Quand le chauderon est retiré du feu, & que la chaux d'argent s'est totalement déposée, l'eau s'éclaircit, & l'on voit le fond de ce vaisseau; alors il faut verser l'eau par inclinaison, & prendre garde qu'elle n'emporte de l'argent avec elle; ce qui cependant arrive rarement, parce que cette chaux est assez pesante. Si l'on veut continuer de précipiter, il faut ôter cette chaux, & la mettre dans une autre bassine de cuivre, où l'on verse de l'eau claire par - dessus. On remet, comme auparavant, de l'eau douce dans le chauderon à précipiter; on y ajoûte l'eauforte chargée d'argent avec l'eau chaude du bainmarie, & l'on procede comme on vient de l'enseigner.

On peut mettre la chaux d'argent de quatre précipitations dans la même bassine, pour l'édulcorer toute à la fois.

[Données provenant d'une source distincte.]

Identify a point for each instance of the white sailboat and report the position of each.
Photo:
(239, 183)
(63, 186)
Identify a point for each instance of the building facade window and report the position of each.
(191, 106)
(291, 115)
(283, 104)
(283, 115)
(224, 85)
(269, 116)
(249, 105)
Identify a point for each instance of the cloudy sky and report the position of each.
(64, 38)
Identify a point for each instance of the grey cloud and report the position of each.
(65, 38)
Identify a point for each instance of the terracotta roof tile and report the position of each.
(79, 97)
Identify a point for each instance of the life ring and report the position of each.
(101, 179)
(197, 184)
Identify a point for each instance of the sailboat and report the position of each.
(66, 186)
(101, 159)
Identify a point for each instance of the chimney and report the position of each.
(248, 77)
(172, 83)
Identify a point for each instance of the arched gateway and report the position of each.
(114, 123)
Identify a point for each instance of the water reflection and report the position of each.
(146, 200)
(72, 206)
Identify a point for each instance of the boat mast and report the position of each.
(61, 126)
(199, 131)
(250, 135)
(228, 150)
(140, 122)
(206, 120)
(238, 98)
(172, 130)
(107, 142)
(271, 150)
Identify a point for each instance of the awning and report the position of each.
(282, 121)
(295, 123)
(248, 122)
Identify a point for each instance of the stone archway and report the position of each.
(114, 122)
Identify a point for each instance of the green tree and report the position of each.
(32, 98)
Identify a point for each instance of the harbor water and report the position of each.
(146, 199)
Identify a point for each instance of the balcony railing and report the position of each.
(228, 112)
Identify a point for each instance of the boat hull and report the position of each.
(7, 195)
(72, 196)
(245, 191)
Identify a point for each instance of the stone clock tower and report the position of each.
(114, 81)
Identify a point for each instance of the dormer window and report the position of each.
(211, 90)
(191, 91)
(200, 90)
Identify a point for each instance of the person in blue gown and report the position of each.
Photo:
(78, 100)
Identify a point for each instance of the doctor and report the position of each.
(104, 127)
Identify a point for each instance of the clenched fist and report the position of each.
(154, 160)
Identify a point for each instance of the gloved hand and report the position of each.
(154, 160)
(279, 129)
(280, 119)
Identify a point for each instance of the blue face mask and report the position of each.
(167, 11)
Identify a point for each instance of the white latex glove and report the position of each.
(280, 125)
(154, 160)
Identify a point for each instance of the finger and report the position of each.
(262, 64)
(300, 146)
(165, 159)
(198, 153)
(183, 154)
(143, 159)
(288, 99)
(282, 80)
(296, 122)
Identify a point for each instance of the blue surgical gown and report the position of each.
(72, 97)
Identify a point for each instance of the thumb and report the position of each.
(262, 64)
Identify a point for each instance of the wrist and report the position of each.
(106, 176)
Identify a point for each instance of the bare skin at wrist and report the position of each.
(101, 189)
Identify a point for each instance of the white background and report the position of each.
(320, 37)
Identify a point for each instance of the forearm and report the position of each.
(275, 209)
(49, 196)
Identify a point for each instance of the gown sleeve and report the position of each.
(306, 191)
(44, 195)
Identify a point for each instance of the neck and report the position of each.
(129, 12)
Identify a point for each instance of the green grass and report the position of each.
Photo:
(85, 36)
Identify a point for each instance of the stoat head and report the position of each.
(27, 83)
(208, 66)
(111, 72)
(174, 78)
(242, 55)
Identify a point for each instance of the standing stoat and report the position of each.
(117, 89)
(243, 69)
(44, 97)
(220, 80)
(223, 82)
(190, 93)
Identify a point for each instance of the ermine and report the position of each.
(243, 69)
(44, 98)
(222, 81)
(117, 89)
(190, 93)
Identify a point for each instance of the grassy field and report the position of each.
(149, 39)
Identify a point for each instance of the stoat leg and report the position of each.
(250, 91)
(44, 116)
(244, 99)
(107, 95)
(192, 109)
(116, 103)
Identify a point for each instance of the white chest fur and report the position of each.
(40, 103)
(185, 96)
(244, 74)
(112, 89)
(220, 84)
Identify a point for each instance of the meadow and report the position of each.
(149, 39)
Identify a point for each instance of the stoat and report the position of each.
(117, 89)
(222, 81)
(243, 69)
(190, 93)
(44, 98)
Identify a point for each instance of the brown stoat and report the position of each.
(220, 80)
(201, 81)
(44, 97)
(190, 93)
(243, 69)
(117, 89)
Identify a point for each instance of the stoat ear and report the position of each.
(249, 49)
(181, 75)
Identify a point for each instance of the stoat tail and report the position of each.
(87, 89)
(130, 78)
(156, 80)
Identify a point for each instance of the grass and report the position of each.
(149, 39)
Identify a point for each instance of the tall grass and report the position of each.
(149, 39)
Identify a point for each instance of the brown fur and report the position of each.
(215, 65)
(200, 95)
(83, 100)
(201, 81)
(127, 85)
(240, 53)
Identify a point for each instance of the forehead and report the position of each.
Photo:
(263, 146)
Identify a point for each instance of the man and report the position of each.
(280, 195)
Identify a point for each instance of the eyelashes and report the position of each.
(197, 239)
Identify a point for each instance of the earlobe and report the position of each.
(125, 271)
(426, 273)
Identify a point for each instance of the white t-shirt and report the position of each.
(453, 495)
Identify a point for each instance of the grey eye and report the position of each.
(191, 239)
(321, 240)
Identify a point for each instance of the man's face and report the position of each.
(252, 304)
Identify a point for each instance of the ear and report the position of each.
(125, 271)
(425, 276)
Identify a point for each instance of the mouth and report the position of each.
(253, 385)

A l'égard de la précipitation à froid, elle ne coûte [p. 854] pas tant; mais elle demande plus de tems, & n'est guere commode dans les départs en grand, parce qu'il faut beaucoup de place & un grand nombre de vaisseaux: ainsi elle n'a son utilité que dans les petits départs. Il faut pour cette précipitation des vaisseaux de verre, ce sont les meilleurs; ou des terrines de grais bien cuites & presque vitrifiées: celles d'un grais poreux ou tendre ne résistent pas long - tems, & sont bientôt percées. On remplit ces vaisseaux d'eau douce, de maniere cependant qu'il y ait de la place pour une septieme partie, qui est l'eau - forte chargée d'argent, qu'on doit y verser aussi. Dès que ces deux liqueurs y sont, on y suspend avec une ficelle des lames de cuivre rouge qui ne soient ni sales ni grasses: on les laisse en repos dans le même endroit, jusqu'à ce que tout l'argent soit précipité, ce qui n'arrive qu'au bout de sept à huit jours, sur - tout quand on ménage le cuivre, & qu'on ne veut pas y en mettre beaucoup à la fois. Il est bon aussi de profiter du petit avantage qui peut résulter de la chaleur de la dissolution d'argent, en la versant toute chaude dans l'eau des terrines, laquelle par ce moyen prendra un degré de chaleur incapable de les casser. Mais il faut avoir attention de verser cette eau - forte presque bouillante, au milieu de l'eau, & non vers les bords du vaisseau, parce que la grande chaleur le feroit casser. Cette chaleur douce accélerera un peu la précipitation de l'argent sur les lames du cuivre.

On essaie par les grains de sel, si tout l'argent est précipité, comme on l'a enseigné ci - devant; & si la précipitation est achevée, on décante l'eau des terrines. Quant à la chaux d'argent qui reste attachée aux lames de cuivre, on la fait tomber dans l'eau douce avec une gratte - bosse, ou avec une brosse de poil de sanglier fort court; puis on les lave avec l'eau verte de la précipitation. En cas qu'on ne pût pas en détacher tout l'argent, on les garde pour une autre opération.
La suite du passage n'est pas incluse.